That seems to be what I'm feeling today. Not really a pain, but just that ache of longing. Non specific, and completely untreatable in my present state. Long term solutions do exist, of course, but not today.
Part of it is withdrawal, we've seen each other so recently, with one really, really good scene and two days of chatting (and fucking). But now, nothing. Mostly at my request. R____ is still sending me stuff, just to stay in touch, and feel a sense of communication, but I can't respond without getting drawn into conversation, so I'm avoiding responses (except this one).
Still, it's my own damn fault, listening to the CD she sent me (one of the earlier ones).
And life feels a bit intense right now. B___ is struggling with her own motivation for her hobbies, and with life in general. I think that she's got breathing room right now and she's a bit at a loss for how to deal with it.

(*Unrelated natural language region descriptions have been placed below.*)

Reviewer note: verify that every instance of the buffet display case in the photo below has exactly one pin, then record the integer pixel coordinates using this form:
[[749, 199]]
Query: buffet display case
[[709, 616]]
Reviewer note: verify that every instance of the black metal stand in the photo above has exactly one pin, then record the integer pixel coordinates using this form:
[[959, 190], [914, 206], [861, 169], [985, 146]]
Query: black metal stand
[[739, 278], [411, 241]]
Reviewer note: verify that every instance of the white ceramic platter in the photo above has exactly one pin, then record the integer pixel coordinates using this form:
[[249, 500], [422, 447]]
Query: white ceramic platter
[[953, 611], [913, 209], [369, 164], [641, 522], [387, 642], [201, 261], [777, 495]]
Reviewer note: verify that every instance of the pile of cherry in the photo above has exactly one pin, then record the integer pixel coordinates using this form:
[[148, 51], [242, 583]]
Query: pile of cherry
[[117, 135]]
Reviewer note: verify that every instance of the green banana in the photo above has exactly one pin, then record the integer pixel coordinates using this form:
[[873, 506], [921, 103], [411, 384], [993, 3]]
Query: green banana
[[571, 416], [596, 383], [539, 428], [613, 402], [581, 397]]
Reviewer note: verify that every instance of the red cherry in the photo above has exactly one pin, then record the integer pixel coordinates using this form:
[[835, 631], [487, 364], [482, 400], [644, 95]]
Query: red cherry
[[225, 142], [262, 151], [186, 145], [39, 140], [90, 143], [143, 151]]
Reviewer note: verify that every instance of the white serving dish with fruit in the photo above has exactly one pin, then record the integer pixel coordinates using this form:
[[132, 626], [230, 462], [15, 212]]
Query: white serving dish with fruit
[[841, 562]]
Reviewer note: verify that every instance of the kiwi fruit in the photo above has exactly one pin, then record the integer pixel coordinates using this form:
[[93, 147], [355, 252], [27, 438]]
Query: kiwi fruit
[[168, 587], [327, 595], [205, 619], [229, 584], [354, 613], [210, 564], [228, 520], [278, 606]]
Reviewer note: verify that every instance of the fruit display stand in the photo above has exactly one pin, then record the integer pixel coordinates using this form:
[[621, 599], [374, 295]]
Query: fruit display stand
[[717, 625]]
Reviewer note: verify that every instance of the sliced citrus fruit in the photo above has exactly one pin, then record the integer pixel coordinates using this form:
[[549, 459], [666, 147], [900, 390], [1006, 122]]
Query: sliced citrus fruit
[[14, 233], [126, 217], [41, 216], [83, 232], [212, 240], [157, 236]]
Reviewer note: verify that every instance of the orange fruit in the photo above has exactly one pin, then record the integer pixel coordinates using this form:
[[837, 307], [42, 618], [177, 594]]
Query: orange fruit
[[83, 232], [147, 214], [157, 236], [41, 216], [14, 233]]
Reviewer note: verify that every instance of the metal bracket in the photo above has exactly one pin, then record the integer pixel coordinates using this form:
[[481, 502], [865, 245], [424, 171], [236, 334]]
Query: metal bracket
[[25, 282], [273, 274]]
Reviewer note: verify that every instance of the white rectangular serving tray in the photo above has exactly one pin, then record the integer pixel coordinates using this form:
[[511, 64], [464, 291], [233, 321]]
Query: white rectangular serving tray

Me, I'm heading (somewhat) in the opposite direction. Trying to fully engage in all aspects. To successfully juggle my life. Deciding where I let some things go to focus on others. All in all though, it's a bit intense. I'm not used to this and my usual vices kind of suck. So now I'm back to a really old one, video games. I have a new gaming system, so I'm escaping there for hours at a time. But at least it doesn't take money, and allows me to chip away at some of the other things I should be doing in my study.